Proper rock bands and the charts don’t mix. Or so it can appear, given the total irrelevance of so much chart-friendly music to ‘serious rock fans’. Last year Ed Sheeran sold more albums than any other artist in the UK. The likes of Paolo Nutini, Sam Smith and One Direction followed him. With the best will in the world, it made the CRock office sigh a little wearily. No disrespect to One Direction and co (I’d rather slam my hand in a car door than sit through a full album of theirs, but I don’t begrudge those who like it); it just felt like a reminder that the charts are, basically, a separate world to that occupied by most bands in Classic Rock.
Which makes it interesting when the gap is bridged, as it has been lately. Royal Blood, Foo Fighters and AC/DC were all featured in the UK’s top 30 biggest selling albums of 2014. This year Steven Wilson and Thunder have had top 10 albums, and now Halestorm – a Pennsylvanian group, hitherto yet to reach the UK top 40 – have done the unthinkable and scored a no.1 midweek position.

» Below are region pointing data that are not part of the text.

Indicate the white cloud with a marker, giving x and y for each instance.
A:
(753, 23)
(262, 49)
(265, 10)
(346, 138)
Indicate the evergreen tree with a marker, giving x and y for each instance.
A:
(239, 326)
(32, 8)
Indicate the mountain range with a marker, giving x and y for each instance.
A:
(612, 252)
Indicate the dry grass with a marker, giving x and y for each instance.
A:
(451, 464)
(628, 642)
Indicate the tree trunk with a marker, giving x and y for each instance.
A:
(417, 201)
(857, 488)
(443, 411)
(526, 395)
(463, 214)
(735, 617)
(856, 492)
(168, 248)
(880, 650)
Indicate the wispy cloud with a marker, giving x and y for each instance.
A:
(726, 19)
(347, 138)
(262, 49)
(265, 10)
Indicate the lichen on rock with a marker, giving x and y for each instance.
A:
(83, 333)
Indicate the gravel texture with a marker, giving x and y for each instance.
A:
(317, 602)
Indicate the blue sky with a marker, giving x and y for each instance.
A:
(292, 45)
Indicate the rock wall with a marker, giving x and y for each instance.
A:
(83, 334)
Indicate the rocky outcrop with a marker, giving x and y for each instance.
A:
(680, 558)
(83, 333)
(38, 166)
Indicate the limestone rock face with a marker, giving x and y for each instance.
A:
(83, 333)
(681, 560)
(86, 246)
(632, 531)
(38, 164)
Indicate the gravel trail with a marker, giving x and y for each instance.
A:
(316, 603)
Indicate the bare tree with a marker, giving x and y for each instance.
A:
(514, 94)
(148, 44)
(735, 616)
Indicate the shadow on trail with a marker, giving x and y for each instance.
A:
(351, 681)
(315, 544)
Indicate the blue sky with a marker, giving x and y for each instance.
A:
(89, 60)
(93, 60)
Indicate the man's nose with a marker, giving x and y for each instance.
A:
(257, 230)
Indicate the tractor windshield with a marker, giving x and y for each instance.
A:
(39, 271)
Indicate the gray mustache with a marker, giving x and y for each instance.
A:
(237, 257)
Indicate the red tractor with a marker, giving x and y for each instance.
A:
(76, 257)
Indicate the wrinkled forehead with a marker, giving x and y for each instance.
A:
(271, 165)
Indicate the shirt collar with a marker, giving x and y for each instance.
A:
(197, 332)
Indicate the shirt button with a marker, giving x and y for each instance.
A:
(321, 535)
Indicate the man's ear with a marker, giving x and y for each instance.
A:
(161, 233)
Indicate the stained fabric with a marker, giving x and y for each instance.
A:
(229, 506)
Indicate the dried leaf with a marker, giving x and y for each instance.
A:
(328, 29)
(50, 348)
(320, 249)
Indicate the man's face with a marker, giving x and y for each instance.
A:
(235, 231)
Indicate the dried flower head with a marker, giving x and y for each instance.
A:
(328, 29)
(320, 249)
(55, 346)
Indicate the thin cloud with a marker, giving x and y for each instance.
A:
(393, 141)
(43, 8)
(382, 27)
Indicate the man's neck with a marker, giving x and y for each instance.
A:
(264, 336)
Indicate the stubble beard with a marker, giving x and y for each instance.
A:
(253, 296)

How have they done this? By masterfully capitalising on their ferocious hard rock-meets-grrrl power blend, with a pop record. A metallic, rocking pop record with wonderful bite, but a pop record nonetheless; with the tools to charm little girls with their first guitars, and adult rock fans. It’s I Kissed A Girl with meat instead of sugar; Pink with the proper rock grit she always wanted; Black Sabbath with bubblegum, in the weightier likes of Sick Individual (in a feisty way, not a shit way). Both pop-tastic and oddly more grown-up than their previous records – propelled furiously forward by Lzzy’s incendiary vocal performance. Part Pat Benatar, part angry bat-out-of-hell on brutal numbers like Mayhem, she’s etched her game up a good few notches.
This time last year, Halestorm were looking down at the enormous queue forming outside the Kentish Town Forum (which they’d sold out). “They do know it’s just us, right?!” Lzzy gawped, seeming genuinely incredulous. Based on their current momentum, the next venue they look down from could be quite a bit bigger.
As have the whole band, for that matter. Songs are framed more tightly and viciously, despite the pop core. Apocalyptic is a full-throttle heavy (yet sassy) bluesy rocker. The pensive Bad Girls World opens into beautiful classic rock guitar – suddenly it could be Def Leppard, Aerosmith… Except the lyrical messages of empowerment keep them in a yoof-friendly place. Lzzy speaks to the younger girl end of their fanbase in the likes of Dear Daughter and the aforementioned Bad Girls World. Sure, such sentiments as “they hate you coz you’re beautiful” won’t be everyone’s cup of tea. But to know that a fundamentally rock-primed band can impact the mainstream – scooping up fledgling rock fans along the way – is surely a good thing.